Agora era um mirar-se embevecida no espelho horas a fio e um sentir-se cada vez
mais bela, pois sua imagem refletida na película metálica daquela caixinha
mágica era perfeita. Ali era retratada com fidelidade em cada traço, em cada
linha, e em cada curva. Ate nas covinhas da face e no retorno das maças do
rosto... Coisa bem diferente da projeção de sua sombra pela luz do fogo ou do
reflexo que via na cuia d’água de outrora.
Jacob não mais conciliava o sono.
Rolava no leito como se bocas invisíveis o mordessem. Agora era aquilo,
deitava-se, mais ficava na vigília e, na sucessão dos segundos, ouvia a troca
da guarda, a rendição do quarto, a rebeldia das botas dos soldados em ordem
unida em demanda das guaritas e postos de guarda... “Um... dois... três...
Alto! Cobrir! Ordinário! Marcha!”. Só pela madrugada finalmente adormecia, isto
porque o cansaço do corpo sobrepunha-se a mente. E que ele amava e quem ama
fica assim mesmo, como que perdido no tempo e no espaço. Sim, amava Natira.
Amava-a com a força de todos os sentidos.
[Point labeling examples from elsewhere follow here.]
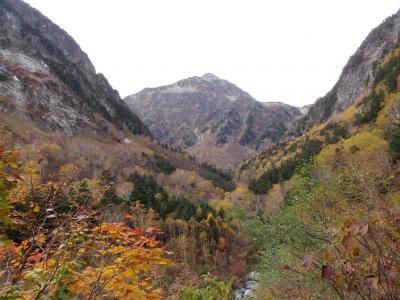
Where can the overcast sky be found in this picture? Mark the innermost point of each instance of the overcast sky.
(284, 50)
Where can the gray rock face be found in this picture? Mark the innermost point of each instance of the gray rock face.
(358, 75)
(45, 77)
(211, 118)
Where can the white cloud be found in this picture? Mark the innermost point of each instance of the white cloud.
(287, 50)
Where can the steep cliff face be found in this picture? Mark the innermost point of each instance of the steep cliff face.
(45, 77)
(358, 75)
(211, 118)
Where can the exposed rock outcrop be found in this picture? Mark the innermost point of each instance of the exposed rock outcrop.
(212, 118)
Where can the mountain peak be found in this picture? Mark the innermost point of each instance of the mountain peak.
(210, 76)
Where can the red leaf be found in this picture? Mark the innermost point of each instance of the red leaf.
(308, 261)
(326, 272)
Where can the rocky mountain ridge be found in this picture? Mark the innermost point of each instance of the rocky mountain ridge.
(212, 118)
(45, 77)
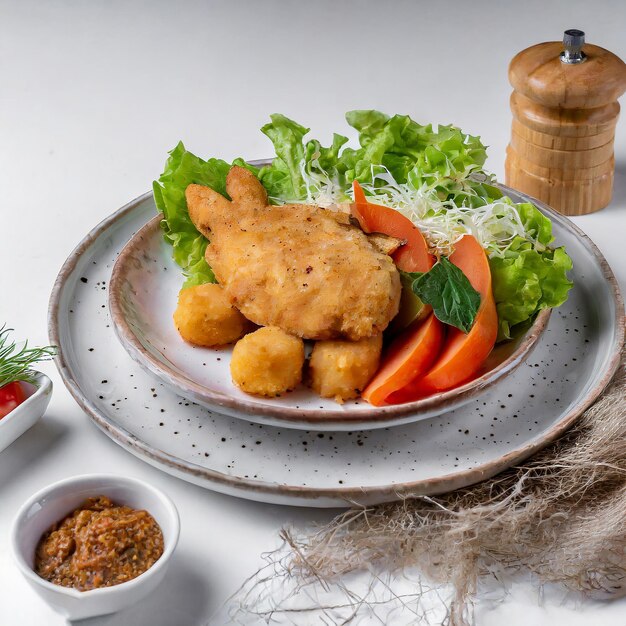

E aquilo era um sentimento novo, pois
nunca antes se entregara as paixões. É certo que tivera um caso ali, outro
acolá. Um na vida, outro na morte! Só isto. Coisa mais sem futuro ou
compromisso! Pois era a carreira militar e seu ideal. A academia e os
treinamentos vinham por complementos. Enfim as longas ausências: um dia aqui,
outro não se sabe onde! Como poderia harmonizar-se com o amor? Talvez por isso
mesmo abraçara a espada por esposa e por companheira, a solidão. mas desde que
vira a bela Natira, era aquele sonhar acordado, era aquele desassossego,
era aquele embaraço no peito, eram aqueles sustenidos e bemóis nas cordas do
coração. Um a coisa que nem ele que sentia sabia explicar.
Pela quarta rua da ocupação do
forte, Tiúma mandou convidar Jacob para um banquete. Era o rio que dava peixe
como nunca, camurim, pescada, pirapema, saúna, garoupa etc. Os cardumes eram
tantos e tão variados que muitas vezes a própria sombra da Igara os espantava e
muitos deles erravam o salto, indo cair diretamente no fundo da canoa, já nem
dava gosto pescar. A caça também estava favorável. Os caititus, as queixadas e
as pacas andavam aos bandos, pelas trilhas, descuidados, deixando-se caçar...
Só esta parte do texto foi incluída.